IPoIB (IP over InfiniBand) vs. RDMA performance
I have partly inherited a Linux HA cluster at the center of which currently serves a connection with DRBD 8 over IPoIB (IP over InfiniBand) between two Debian hosts. It ain't broken, so I won't fix it.
I have also noticed that DRBD 9 supports RDMA, so the question may come up whether to replace the connection with DRBD 9 over RDMA (i.e. "native" InfiniBand) in the future.

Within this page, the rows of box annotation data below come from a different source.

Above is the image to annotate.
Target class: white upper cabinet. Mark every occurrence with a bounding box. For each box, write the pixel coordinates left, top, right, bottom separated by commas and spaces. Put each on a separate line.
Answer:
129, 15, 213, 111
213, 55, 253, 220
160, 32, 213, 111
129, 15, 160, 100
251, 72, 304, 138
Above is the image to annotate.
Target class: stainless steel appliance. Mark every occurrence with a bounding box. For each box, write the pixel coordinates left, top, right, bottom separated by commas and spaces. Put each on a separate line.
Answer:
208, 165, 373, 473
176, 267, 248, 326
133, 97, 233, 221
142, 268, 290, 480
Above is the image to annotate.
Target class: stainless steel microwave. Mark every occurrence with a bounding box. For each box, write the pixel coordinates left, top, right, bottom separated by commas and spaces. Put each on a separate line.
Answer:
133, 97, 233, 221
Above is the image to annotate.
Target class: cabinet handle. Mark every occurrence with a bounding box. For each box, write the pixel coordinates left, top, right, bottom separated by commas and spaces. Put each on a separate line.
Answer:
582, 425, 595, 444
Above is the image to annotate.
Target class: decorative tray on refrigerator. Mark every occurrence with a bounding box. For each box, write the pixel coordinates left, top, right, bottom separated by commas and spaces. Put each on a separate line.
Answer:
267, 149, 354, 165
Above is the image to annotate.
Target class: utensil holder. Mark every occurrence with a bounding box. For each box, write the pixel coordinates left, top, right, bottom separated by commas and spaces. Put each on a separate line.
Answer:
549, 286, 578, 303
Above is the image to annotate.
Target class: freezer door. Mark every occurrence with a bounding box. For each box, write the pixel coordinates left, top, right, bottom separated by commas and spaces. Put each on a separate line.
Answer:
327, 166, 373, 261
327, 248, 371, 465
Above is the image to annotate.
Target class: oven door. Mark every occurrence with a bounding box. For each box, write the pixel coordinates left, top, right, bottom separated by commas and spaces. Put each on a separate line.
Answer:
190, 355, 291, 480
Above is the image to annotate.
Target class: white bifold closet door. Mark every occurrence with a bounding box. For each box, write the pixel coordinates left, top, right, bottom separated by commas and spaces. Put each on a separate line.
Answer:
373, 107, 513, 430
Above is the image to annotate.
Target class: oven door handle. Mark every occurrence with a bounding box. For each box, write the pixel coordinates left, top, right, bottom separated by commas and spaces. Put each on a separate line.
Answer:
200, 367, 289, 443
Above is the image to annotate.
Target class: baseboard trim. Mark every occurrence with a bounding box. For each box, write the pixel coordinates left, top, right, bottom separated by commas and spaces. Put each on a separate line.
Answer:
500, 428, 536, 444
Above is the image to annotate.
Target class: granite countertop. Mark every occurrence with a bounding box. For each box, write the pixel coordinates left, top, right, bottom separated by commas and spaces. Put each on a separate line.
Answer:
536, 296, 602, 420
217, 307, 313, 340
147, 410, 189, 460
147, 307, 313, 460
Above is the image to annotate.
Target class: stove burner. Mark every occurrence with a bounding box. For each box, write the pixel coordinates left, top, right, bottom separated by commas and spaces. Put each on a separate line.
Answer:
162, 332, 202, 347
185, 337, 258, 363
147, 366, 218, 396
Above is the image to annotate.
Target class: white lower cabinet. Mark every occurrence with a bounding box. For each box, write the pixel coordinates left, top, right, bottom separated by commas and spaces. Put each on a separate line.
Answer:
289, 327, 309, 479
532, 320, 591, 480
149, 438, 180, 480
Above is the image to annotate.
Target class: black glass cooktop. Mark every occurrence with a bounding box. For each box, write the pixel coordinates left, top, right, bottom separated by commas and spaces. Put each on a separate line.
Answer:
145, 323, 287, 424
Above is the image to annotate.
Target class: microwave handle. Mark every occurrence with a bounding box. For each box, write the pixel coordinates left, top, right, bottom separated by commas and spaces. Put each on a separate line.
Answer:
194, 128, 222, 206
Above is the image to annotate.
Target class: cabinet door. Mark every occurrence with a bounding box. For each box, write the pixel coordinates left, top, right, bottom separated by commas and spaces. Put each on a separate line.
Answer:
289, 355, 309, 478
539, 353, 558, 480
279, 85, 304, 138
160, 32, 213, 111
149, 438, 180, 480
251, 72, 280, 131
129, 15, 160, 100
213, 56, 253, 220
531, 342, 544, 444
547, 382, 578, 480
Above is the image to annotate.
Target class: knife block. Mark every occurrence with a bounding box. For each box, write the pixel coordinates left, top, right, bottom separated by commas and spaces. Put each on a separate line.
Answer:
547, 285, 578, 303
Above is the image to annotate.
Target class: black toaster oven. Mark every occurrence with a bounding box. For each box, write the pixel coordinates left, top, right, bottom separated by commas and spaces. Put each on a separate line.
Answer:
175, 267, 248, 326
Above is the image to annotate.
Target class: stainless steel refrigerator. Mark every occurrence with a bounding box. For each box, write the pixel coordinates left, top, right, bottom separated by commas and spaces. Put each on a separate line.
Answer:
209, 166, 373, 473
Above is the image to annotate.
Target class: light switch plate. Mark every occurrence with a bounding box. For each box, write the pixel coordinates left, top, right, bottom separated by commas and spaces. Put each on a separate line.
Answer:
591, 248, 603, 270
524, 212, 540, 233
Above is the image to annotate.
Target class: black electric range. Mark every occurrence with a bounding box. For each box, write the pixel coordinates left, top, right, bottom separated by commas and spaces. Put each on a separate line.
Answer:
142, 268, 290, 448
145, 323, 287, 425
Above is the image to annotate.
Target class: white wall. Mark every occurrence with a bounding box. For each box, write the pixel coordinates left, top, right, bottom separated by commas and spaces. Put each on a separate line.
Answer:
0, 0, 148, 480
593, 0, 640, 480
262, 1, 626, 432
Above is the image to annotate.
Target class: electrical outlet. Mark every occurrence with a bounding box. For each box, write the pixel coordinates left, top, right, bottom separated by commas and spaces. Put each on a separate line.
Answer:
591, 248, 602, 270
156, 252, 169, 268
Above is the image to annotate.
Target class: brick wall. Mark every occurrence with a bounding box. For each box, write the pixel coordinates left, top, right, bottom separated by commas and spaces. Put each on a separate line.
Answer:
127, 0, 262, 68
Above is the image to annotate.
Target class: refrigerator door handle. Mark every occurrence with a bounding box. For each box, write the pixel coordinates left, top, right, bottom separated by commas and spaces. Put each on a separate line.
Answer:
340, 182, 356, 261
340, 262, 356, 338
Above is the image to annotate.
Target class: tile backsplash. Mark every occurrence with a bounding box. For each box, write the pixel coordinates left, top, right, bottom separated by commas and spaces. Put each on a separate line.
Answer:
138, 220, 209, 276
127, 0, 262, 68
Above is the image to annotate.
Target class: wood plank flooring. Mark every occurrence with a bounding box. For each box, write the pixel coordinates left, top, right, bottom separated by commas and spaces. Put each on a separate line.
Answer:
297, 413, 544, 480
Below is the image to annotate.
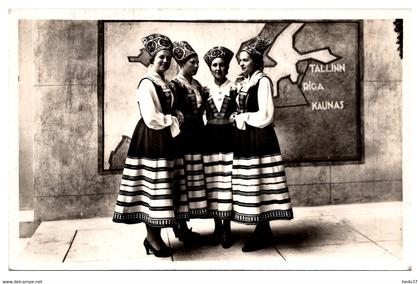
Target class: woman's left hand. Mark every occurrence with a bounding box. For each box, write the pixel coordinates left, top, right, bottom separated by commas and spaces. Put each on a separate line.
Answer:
175, 110, 184, 125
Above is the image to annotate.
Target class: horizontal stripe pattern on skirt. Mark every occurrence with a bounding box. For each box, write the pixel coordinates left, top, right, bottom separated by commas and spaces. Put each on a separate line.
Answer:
203, 152, 233, 219
113, 157, 176, 227
232, 153, 293, 224
174, 153, 208, 220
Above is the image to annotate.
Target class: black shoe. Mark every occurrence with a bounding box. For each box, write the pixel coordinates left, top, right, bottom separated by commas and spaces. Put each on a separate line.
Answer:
143, 239, 173, 257
178, 229, 204, 247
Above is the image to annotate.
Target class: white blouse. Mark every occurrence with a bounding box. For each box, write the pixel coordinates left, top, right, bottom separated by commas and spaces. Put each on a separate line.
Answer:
208, 80, 236, 112
235, 70, 274, 130
175, 72, 203, 108
136, 68, 180, 137
203, 79, 236, 124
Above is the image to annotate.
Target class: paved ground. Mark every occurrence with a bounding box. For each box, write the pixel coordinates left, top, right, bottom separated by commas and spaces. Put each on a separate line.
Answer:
10, 202, 410, 270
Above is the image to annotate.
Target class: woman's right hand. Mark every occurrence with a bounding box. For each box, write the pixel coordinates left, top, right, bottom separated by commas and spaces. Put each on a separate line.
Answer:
175, 110, 184, 125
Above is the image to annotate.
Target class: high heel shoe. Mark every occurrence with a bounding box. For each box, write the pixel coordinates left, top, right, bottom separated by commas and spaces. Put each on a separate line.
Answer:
143, 239, 172, 257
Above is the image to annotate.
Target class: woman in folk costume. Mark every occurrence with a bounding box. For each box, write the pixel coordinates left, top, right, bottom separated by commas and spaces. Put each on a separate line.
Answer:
203, 46, 236, 248
232, 36, 293, 252
113, 34, 181, 257
170, 41, 207, 245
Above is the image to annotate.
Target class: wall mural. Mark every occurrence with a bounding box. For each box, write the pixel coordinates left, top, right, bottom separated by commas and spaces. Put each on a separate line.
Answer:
98, 20, 363, 173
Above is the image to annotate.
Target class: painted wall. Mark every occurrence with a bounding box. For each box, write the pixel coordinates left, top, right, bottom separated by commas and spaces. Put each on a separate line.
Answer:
20, 20, 402, 224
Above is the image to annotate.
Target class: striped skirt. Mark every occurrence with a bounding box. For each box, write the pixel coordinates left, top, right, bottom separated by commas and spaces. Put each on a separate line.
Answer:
174, 122, 208, 220
113, 119, 176, 227
232, 125, 293, 224
203, 124, 234, 219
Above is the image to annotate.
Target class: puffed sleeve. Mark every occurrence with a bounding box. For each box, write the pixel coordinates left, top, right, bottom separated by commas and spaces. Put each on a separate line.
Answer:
136, 80, 179, 137
237, 77, 274, 129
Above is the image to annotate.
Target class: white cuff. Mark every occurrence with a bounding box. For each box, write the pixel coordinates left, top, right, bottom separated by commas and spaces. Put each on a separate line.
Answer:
170, 116, 181, 138
235, 113, 249, 130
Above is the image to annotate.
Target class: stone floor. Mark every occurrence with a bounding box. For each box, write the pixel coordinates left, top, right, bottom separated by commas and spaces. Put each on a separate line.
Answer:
10, 202, 411, 270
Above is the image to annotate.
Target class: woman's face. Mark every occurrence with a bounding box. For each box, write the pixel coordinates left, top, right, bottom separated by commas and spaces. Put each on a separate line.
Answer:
181, 56, 198, 76
210, 57, 229, 80
153, 50, 172, 74
239, 51, 256, 76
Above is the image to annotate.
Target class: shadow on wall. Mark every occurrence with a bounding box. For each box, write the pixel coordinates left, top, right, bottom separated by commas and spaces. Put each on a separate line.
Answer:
109, 135, 131, 170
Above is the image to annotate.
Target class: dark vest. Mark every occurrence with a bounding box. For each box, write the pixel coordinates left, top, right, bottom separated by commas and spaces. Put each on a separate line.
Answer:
206, 90, 237, 124
139, 77, 172, 115
169, 78, 206, 119
238, 76, 268, 113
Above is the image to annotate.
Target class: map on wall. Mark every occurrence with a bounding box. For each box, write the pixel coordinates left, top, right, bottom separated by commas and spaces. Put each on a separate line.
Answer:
98, 20, 362, 172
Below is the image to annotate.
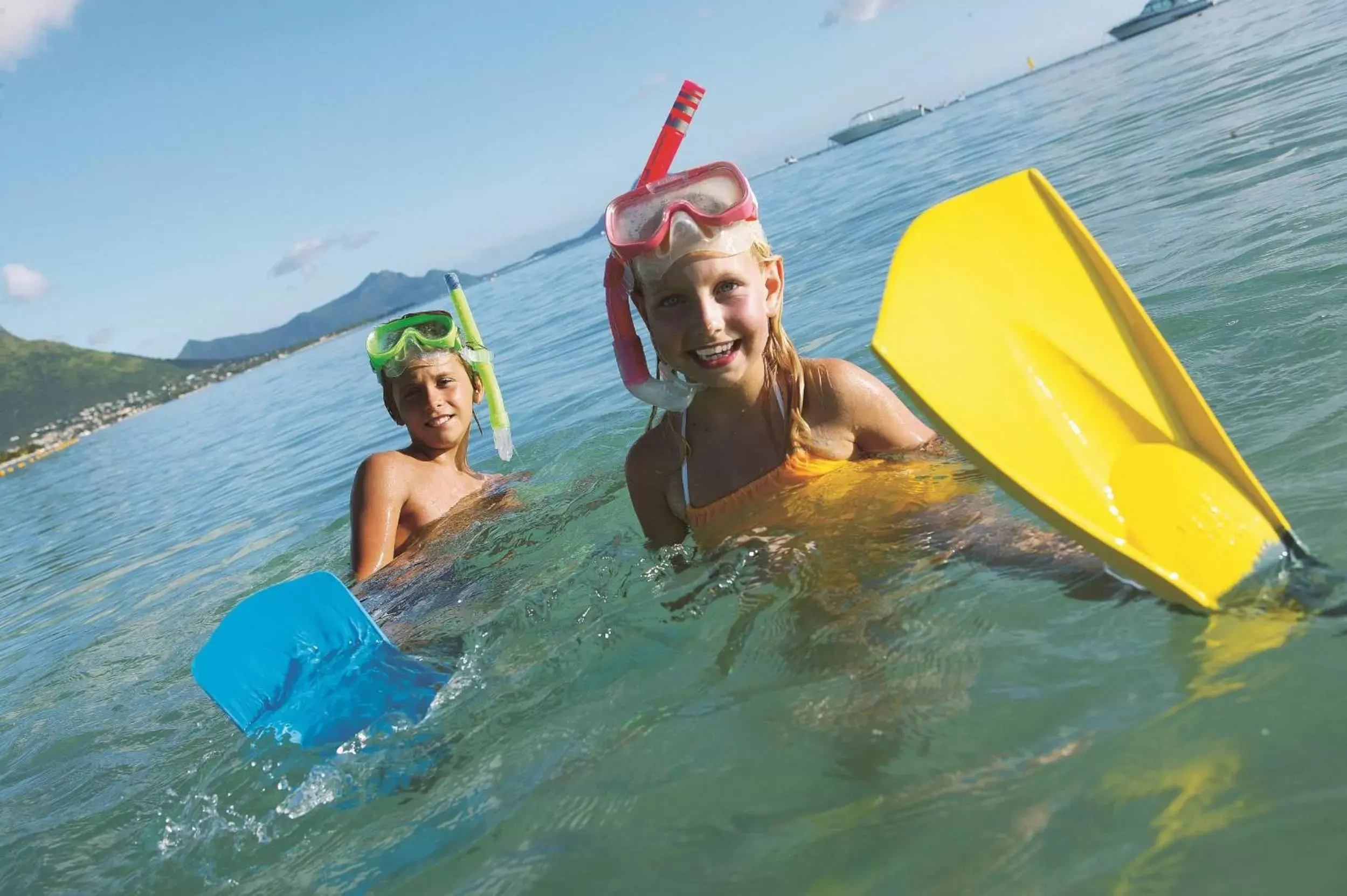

Since I don't want to run performance tests on a production system I am wondering: Are there published performance comparisons for IPoIB vs. RDMA/InfiniBand. For instance, could I expect bandwidth/latency gains from switching away from IPoIB in the orders of magniute of either 10%, 50%, or 100%, say? What could be expected?
Solution 1:
have you seen these presentations? https://www.linbit.com/en/drbd-9-over-rdma-with-micron-ssds/ http://downloads.openfabrics.org/Media/Monterey_2015/Tuesday/tuesday_09_ma.pdf
InfiniBand is just a specific network architecture offering RDMA but your performance will depend on what type of applications your are running. My experience is based on academic/research systems mostly using MPI based applications. In certain cases I have seen RDMA performing 20% better than IPoIB. But I am not aware of any such benchmarking but there are plenty of academic papers written and also vendor white papers. If you are just thinking about I/O then consider: file sizes, number of reads vs. writes. RDMA usually provided a big benefit for random small reads but only a small benefit for writes. You might want to read up on RoCE (RDMA over Converged Ethernet) and InfiniBand native RDMA.